No risk yet, but you can do better
The report says that crypto trading presents so-called emerging risks, but the watchdog has not found enough proof to state that these risks take place on Bitcoin exchanges.
Anyway, the FATF recommended that the UK government should do something to improve the rules of anti-money laundering in order to prevent terrorism financing. Also, this should help deal with any kind of potential risks.
The regulator recommends that the UK authorities keep working on gaining a better knowledge of emerging risks (i.e. crypto assets), increase the amount of data to analyze and, if necessary, conduct required activities.
UK authorities’ response
The local regulators admit that there are certain internal risks and vulnerabilities due to the fact that virtual assets are decentralized and anonymous.
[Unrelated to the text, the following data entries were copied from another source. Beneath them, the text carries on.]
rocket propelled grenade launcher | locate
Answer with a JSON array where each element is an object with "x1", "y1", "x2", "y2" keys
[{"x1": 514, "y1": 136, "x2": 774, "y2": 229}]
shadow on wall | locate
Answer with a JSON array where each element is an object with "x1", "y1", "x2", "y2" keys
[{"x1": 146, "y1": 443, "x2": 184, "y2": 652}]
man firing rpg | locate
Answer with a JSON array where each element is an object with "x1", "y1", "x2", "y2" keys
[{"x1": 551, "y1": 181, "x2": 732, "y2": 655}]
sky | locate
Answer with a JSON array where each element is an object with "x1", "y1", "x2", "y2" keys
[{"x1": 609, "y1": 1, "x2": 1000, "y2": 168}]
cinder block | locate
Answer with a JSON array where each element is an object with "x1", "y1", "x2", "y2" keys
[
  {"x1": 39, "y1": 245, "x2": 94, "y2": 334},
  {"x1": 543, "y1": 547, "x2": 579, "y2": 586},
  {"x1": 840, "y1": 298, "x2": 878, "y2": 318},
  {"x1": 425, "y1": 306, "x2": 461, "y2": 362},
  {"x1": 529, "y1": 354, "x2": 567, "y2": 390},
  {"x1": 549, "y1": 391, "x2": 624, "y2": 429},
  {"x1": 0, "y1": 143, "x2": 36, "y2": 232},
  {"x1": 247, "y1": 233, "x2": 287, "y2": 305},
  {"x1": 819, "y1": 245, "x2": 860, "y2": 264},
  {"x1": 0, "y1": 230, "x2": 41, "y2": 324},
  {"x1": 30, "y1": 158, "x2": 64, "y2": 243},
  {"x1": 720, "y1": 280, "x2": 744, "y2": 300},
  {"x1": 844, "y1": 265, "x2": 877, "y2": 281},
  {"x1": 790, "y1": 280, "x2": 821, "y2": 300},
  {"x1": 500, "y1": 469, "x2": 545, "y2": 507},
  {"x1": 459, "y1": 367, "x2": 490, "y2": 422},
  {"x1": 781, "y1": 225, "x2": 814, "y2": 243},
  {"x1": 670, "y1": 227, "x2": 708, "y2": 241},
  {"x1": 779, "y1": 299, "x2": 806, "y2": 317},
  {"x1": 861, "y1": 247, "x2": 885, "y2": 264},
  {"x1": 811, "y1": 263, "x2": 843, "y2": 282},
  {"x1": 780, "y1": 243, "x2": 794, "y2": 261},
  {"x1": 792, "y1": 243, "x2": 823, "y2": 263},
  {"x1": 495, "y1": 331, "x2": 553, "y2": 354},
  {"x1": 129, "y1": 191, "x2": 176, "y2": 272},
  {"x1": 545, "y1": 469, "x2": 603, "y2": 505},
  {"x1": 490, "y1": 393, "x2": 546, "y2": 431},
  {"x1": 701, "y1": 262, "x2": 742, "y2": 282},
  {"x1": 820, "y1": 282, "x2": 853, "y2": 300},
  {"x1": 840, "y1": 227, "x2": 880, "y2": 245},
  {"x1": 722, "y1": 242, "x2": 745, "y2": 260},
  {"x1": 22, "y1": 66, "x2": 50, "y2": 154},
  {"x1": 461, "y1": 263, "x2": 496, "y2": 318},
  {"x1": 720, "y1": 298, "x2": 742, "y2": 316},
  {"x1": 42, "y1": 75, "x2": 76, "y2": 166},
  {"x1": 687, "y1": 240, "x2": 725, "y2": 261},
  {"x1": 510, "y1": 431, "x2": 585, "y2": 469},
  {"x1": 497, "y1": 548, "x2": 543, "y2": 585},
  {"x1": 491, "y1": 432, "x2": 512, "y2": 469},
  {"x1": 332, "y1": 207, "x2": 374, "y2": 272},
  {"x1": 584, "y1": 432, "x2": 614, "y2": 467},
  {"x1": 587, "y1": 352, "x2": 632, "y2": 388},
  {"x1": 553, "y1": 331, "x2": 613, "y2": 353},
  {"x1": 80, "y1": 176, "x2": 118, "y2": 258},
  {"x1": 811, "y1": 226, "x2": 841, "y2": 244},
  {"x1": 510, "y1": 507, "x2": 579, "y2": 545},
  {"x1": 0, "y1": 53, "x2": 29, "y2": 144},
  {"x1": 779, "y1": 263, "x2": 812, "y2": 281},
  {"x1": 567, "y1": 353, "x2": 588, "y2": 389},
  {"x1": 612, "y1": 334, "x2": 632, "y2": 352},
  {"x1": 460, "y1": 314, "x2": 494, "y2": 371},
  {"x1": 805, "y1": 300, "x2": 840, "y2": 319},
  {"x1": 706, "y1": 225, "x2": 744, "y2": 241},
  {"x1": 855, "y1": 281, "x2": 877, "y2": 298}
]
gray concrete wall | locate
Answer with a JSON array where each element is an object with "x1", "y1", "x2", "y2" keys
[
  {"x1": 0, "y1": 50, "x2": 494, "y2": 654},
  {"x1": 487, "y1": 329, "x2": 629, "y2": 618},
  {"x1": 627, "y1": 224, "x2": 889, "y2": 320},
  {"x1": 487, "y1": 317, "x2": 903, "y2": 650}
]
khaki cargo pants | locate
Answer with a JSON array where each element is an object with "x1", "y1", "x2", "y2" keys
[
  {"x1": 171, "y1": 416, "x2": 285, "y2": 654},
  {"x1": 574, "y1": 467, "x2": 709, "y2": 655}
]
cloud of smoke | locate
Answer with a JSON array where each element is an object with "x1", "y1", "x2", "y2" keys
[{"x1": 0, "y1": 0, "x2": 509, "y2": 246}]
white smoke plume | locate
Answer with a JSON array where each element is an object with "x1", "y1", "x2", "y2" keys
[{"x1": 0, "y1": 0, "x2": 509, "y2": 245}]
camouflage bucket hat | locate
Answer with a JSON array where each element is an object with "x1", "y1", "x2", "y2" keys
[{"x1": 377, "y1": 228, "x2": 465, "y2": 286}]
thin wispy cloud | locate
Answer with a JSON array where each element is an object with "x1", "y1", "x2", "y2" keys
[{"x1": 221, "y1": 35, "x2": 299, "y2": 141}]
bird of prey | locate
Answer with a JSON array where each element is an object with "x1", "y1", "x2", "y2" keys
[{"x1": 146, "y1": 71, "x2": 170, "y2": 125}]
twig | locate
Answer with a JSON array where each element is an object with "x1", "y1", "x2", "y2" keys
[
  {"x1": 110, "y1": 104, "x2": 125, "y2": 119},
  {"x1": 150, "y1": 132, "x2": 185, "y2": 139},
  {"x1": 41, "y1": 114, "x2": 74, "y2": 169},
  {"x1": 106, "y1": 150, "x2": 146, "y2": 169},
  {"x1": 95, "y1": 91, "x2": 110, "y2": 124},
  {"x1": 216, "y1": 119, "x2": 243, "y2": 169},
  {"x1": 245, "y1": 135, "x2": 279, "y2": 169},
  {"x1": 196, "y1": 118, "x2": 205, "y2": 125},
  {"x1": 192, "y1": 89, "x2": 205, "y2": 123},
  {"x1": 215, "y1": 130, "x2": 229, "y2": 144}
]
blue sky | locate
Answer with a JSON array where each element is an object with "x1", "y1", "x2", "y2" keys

Therefore, the country intends to conduct crypto regulation for exchanges as part of introducing the EU’s fifth AML Directive and watch trades on exchanges between fiat and crypto coins. They will keep an eye on crypto wallet companies as well.
The upcoming global FATF guidance
This report came out now that the FATF is expected to release a guidance for global crypto regulation in June next year. This guidance will lay out the ways countries should regulate crypto exchanges, ICO-making companies and providers of crypto wallets.
This is a response to the call of G20 leaders who asked for measures of crypto regulation, AML and the opposing to financial terrorism that would be implemented by all countries in a coordinated manner.
Earlier this year, the US Treasury also urged the global community to consider more rigorous regulations of crypto assets.